EPOCHÈ viaggio immaginario nelle Metamorfosi di Ovidio
Sabato 12 ottobre ore 21.00 Kitchen Teatro Indipendente via dell’Edilizia 72 – 36100 Vicenza
Due danzatrici stanno allestendo la scena, giocano tra loro, provano un passo di danza a due, passano ben presto dalla complicità alla competizione, dal gioco alla prevaricazione reciproca. Ma l’entrata in scena di una figura antica le condurrà in un percorso fatto di domande, disappunto, riflessioni sull’abitudine, la pessima abitudine di prevaricare, etichettare, sminuire gli altri, spesso sotto l’ala nera dell’invidia, sempre sotto il fango del pregiudizio. Uno spettacolo incalzante tra classico e contemporaneo, in cui la narrazione e la danza si fondono in un equilibrio continuo tra parole, corpi e musiche, su una scenografia fortemente evocativa.
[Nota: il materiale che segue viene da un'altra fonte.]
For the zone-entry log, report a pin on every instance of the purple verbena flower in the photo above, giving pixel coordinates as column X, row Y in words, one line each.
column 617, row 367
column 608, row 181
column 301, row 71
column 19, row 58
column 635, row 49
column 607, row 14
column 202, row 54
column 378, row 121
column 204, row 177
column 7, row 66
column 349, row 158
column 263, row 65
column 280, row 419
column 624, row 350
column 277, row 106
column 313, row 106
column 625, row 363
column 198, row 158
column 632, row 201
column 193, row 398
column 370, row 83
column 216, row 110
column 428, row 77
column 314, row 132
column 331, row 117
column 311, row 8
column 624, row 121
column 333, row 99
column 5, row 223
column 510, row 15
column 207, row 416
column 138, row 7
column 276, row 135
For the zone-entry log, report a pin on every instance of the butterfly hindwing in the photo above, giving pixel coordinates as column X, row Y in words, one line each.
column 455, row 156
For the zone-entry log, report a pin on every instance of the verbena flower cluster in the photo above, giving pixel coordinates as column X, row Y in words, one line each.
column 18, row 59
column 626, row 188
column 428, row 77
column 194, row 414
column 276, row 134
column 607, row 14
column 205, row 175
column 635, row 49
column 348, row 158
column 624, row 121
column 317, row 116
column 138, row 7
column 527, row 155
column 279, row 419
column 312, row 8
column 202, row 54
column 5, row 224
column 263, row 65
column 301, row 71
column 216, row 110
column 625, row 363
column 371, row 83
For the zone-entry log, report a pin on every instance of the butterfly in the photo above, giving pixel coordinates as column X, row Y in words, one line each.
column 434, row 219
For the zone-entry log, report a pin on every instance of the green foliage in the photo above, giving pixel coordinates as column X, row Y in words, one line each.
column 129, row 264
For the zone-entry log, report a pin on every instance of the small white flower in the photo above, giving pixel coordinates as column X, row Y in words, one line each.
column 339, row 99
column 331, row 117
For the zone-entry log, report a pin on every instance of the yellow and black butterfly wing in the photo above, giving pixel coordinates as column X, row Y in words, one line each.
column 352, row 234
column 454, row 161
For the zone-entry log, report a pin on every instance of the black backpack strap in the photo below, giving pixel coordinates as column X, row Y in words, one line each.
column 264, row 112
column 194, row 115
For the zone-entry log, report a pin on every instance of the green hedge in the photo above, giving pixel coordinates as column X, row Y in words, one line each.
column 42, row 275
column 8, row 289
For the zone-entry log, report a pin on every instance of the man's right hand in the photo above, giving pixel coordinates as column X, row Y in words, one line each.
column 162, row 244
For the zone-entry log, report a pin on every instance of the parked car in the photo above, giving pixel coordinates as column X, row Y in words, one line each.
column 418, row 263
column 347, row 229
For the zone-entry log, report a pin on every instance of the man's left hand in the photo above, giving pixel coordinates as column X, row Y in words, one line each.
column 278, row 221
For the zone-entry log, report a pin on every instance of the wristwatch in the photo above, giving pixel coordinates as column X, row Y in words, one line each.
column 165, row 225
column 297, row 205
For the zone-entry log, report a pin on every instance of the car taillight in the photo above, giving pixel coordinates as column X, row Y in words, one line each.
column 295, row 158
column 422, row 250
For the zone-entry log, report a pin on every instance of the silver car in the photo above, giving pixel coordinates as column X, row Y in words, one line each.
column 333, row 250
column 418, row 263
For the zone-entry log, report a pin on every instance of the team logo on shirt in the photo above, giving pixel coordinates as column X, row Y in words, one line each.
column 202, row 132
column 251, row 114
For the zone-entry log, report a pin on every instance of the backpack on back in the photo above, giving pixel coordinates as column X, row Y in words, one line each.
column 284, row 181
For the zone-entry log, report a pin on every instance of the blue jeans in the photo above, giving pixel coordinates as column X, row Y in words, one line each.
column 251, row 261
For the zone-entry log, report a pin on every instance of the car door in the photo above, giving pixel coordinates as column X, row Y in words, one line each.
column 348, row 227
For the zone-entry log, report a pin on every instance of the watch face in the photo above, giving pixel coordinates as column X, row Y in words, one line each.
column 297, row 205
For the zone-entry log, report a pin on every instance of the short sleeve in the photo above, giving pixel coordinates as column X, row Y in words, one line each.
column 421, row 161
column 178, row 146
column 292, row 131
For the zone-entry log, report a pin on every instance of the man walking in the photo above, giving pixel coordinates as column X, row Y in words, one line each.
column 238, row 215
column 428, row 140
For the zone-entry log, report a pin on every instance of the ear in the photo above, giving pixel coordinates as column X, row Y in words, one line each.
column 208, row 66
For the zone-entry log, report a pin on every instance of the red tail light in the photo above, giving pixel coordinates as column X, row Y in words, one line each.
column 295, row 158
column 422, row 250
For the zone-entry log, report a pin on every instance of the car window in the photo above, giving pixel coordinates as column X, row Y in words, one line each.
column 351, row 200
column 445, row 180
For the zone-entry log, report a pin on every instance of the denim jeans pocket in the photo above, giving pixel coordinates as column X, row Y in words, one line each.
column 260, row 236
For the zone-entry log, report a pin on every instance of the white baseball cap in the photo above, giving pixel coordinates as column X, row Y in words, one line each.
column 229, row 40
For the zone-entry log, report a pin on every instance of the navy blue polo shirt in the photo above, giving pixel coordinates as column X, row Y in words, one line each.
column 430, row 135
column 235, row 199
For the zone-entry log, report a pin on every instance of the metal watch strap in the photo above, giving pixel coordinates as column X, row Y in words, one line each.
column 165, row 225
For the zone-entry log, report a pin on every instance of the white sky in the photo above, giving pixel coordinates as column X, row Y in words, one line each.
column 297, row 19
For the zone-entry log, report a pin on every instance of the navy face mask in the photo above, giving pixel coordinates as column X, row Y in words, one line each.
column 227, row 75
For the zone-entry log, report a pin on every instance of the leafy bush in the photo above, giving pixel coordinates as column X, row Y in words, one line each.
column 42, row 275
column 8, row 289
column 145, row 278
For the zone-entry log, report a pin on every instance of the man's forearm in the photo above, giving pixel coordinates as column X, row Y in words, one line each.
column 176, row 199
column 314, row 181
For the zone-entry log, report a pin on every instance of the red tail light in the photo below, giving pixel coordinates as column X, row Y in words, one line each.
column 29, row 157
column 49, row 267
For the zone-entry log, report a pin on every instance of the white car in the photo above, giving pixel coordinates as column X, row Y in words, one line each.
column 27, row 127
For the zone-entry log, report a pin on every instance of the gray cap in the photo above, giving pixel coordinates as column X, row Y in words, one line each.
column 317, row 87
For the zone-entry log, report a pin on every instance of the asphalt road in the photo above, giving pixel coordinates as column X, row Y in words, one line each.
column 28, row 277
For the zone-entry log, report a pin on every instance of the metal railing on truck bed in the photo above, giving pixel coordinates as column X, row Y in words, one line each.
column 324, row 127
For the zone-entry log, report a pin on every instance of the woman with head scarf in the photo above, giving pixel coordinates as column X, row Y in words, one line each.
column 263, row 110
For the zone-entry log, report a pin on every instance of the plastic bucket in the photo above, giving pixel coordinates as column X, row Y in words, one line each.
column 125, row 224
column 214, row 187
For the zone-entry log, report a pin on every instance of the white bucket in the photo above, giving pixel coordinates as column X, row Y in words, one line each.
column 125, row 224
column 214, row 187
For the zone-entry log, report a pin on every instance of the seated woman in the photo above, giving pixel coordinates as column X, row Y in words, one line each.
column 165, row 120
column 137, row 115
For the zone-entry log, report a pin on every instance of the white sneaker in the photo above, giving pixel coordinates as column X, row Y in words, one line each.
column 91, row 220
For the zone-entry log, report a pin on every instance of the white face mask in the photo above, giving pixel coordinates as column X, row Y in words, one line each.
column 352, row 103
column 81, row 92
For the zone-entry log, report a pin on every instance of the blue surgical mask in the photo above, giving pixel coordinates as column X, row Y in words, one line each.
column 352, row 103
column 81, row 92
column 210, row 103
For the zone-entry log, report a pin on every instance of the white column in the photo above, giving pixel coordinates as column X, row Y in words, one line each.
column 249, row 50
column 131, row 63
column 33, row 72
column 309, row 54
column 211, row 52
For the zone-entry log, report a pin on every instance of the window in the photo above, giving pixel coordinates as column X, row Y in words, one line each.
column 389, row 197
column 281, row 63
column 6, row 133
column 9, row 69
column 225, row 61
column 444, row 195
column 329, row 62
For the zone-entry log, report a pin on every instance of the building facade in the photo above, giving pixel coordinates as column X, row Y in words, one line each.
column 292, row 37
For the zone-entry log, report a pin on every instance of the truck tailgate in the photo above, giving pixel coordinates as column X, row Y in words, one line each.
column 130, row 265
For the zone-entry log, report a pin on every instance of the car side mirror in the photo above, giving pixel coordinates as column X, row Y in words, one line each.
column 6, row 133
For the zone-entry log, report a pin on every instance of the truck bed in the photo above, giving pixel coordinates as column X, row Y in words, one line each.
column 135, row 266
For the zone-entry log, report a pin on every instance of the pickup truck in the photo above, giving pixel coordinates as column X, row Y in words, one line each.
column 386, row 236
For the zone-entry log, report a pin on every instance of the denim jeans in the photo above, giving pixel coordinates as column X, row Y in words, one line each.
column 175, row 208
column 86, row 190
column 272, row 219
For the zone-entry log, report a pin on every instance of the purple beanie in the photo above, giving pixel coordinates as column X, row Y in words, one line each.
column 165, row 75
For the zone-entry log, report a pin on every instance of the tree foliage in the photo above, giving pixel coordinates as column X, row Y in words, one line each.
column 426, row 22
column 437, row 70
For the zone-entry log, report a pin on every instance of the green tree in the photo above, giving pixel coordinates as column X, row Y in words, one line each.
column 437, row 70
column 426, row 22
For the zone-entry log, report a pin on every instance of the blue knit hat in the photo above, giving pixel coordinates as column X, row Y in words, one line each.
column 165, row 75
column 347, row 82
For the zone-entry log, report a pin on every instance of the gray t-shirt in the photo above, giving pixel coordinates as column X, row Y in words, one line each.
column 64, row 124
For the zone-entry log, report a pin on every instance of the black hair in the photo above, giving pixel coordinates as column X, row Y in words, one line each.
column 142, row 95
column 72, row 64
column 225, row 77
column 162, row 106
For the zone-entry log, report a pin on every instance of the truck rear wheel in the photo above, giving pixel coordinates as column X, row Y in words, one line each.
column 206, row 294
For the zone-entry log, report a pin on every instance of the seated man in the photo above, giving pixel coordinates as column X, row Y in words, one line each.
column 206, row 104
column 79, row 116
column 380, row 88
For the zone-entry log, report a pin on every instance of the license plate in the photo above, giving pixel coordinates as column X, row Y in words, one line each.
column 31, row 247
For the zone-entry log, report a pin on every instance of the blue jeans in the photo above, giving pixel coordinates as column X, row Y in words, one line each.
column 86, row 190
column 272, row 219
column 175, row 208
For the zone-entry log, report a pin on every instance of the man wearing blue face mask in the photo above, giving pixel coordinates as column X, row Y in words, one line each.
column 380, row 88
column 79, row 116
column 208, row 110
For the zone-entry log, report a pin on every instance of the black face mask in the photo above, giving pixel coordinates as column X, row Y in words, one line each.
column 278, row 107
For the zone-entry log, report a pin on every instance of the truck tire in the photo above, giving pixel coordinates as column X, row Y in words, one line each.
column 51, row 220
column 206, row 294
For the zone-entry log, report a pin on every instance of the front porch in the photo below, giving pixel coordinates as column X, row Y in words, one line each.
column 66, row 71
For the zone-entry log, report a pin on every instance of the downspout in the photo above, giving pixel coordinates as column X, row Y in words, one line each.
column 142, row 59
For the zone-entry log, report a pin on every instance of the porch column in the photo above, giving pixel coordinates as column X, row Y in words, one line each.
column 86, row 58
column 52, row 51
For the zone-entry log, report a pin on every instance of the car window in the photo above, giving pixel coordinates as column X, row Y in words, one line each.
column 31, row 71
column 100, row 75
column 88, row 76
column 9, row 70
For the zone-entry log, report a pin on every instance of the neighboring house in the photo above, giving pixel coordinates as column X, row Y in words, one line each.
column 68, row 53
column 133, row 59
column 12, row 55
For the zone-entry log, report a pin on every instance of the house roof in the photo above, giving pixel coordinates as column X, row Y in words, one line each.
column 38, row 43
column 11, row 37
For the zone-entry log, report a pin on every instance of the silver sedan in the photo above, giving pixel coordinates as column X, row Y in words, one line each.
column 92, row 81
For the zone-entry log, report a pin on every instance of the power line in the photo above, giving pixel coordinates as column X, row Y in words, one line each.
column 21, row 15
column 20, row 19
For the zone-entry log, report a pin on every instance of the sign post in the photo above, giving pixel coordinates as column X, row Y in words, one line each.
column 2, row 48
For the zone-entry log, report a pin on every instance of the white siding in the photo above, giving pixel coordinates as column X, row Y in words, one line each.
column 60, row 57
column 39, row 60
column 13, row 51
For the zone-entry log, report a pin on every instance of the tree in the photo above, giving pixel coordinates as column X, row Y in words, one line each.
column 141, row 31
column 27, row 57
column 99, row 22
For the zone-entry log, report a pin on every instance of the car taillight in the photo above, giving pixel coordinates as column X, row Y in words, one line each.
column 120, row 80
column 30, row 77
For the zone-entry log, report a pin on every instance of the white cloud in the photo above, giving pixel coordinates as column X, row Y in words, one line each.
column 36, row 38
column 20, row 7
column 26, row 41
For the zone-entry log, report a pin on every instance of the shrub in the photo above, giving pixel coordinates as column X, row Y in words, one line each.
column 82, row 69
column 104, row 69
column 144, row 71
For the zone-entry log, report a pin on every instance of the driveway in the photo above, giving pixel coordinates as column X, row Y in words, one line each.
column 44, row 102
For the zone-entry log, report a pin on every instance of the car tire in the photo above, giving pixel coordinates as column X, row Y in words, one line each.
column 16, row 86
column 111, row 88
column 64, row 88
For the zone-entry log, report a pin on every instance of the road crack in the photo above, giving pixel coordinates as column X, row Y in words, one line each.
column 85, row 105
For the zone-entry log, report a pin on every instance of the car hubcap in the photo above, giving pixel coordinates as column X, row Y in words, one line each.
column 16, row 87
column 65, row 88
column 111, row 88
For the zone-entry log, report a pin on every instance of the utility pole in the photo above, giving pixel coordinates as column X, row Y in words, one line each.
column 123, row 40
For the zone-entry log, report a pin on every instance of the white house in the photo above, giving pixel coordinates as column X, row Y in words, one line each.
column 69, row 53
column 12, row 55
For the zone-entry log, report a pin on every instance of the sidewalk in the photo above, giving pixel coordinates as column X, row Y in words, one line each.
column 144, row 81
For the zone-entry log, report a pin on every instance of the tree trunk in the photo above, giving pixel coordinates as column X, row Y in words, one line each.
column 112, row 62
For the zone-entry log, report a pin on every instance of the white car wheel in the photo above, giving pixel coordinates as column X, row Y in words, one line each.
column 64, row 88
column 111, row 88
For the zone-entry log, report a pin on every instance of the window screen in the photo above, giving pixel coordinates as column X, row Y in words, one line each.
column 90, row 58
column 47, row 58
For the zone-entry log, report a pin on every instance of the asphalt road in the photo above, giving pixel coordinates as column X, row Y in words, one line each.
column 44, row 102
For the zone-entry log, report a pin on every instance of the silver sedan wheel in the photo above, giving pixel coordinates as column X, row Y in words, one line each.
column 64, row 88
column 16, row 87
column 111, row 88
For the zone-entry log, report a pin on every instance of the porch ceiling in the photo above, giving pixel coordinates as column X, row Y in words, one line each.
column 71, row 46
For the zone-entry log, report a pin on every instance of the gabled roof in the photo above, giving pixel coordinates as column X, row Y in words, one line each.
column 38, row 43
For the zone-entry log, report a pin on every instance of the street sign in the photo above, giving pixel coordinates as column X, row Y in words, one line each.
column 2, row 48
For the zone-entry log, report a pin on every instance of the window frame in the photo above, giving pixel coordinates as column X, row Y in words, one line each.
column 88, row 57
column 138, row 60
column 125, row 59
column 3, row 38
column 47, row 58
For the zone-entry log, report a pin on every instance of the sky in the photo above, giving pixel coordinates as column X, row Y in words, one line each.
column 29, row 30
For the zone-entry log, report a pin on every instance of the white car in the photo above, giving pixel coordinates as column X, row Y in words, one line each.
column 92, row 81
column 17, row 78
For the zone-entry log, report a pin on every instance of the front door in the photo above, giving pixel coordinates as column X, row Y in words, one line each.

NOTE DI REGIA Epochè, ovvero la sospensione del giudizio, è un viaggio immaginario nelle Metamorfosi di Ovidio, epifanie senza tempo delle caratteristiche umane, per inseguire e mettere in scena un’idea, al di là della primitiva fascinazione che ogni trasformazione porta con sé. Un’idea che grida e reclama  il diritto di ogni individuo ad essere visto per ciò che è nella ricchezza del suo essere. Un’idea che si chiede perché sia tanto difficile la sospensione del giudizio, o meglio del pregiudizio, e invece sia tanto facile e comune sparlare degli altri e spesso senza una ragione sufficiente. Le opere classiche ad ogni rilettura fanno sbirciare da nuove porte, magari non notate in precedenza, e sfiorano l’immaginazione con ali di quesiti sospesi nel vortice dei pensieri e delle evocazioni. In questo disorientamento senza risposte, a volte è sufficiente allungare una mano ed afferrare fra le dita un filo per seguirlo dipanarsi nel messaggio di cui è portatore. Questa volta il filo porta ad esaminare un comune modo di pensare che, serpeggiando capillare e predatorio, si è radicalizzato nella nostra cultura al fine di definire, incasellare, parcellizzare sempre più l’individuo, trascurando, deridendo o screditando le sue potenzialità e diversità. Un’ottica restrittiva dei diritti e delle identità della persona che resta incasellata in un’unica specificità, spersonalizzata, catalogata. Etichette sociali, ruoli paralizzanti, direzioni a senso unico, gabbie anguste in risposta a chi prova ad andare oltre il consentito, a chi vuole spostare in avanti i propri confini per affermarsi oltre ciò che si pensa il destino, cioè la società gli abbia riservato. Un raccapricciante e feroce gioco di Hybris e Nemesis per chi vuole determinare la propria vita, mettersi alla prova mangiando il frutto proibito. E quel filo d’intuizione afferrato fra le dita conferma che i testi classici ci costringono fortunatamente a guardare nell’attualità della nostra cultura contemporanea.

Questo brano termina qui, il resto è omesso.